OREANDA-NEWS. For almost two decades, growth in the insurance markets of Sub-Saharan Africa has been buoyed by the continent’s economic boom. With average growth in gross domestic product (GDP) across the region far outpacing much of the developed world, the African continent has presented an extremely attractive environment for domestic, regional and international investors seeking to enhance returns.

However, the fallout from low commodity prices, the slowdown of China’s economic activity and the impact of monetary tightening by the U.S. Federal Reserve are just a number of global issues that threaten to stall growth and stability, and in turn, likely will compromise the development and financial strength of insurance markets across the continent.

In its new report, “Africa’s Insurance Market Prospects Threatened by Low Commodity Prices and Political Uncertainty,” A.M. Best believes that the balance sheets of (re)insurers are exposed to material volatility arising from the uncertain landscape.

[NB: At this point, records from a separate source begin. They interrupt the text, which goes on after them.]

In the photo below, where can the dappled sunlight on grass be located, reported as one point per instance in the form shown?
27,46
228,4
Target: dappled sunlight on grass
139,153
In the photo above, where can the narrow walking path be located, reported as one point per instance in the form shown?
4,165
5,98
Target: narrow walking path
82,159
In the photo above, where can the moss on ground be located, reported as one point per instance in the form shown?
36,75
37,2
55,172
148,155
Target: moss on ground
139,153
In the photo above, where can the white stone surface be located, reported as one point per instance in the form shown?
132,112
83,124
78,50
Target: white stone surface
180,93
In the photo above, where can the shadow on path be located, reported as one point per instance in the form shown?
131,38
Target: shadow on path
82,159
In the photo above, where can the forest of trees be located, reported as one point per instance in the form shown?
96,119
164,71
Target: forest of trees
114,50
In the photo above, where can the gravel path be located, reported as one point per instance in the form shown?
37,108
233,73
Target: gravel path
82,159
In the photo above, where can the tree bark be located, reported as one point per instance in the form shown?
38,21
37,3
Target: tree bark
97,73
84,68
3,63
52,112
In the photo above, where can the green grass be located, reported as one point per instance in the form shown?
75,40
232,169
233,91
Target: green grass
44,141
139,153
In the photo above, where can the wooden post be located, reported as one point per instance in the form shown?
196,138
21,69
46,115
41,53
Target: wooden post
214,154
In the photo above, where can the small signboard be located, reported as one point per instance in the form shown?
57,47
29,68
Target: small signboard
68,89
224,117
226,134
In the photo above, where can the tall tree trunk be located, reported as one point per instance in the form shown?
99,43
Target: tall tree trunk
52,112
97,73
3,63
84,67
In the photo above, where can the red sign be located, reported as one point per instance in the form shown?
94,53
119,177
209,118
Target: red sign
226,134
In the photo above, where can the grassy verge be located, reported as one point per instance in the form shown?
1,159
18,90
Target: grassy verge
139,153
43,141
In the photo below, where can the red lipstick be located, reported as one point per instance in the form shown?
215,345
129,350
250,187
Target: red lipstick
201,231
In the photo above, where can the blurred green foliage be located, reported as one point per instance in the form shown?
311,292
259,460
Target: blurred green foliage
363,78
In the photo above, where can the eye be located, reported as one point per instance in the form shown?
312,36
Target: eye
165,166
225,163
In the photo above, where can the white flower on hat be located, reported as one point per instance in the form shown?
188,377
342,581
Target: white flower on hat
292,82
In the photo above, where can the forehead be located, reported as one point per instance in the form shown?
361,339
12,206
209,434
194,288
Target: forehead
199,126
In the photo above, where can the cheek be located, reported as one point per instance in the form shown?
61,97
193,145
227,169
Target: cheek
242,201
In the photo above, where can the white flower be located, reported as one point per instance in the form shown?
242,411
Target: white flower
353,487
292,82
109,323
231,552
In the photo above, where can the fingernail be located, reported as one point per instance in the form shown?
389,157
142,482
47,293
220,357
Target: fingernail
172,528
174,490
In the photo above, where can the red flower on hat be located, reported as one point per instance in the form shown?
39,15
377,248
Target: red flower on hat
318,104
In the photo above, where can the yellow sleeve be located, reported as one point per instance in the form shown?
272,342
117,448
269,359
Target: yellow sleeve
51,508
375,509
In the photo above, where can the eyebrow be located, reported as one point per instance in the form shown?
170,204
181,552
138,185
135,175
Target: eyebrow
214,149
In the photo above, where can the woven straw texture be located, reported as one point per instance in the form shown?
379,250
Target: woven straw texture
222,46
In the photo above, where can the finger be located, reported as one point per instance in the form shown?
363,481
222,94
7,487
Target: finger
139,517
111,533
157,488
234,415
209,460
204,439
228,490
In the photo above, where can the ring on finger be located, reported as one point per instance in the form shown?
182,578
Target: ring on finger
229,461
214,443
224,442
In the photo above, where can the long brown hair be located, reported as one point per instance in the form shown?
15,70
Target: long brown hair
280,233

Deniese Imoukhuede, associate director, analytics, and author of the report, said: “Sub-Saharan Africa (re)insurers typically maintain low capital bases while many have thin levels of risk-adjusted capitalisation, when measured by A.M. Best. Therefore, material fluctuations in asset values will have significant consequences for (re)insurers’ balance sheets.”

A.M. Best believes that the following factors are key risks to the sector’s financial strength in the region: financial system fragility, asset/liability mismatch and extended delays in premium collection. Deniese Imoukhuede added: “To date, A.M. Best-rated (re)insurers have shown stability in their rating fundamentals, in spite of the underlying difficulties within their operating environments. These companies’ risk-adjusted capitalisations remain at strong levels, mostly due to their large and underutilised capital bases relative to their underwriting risk exposures. Additionally, balance sheet strengths are supported by a high quality reinsurance panel, and in some cases, strengthened reserve provisions owing to mounting inflationary pressures.”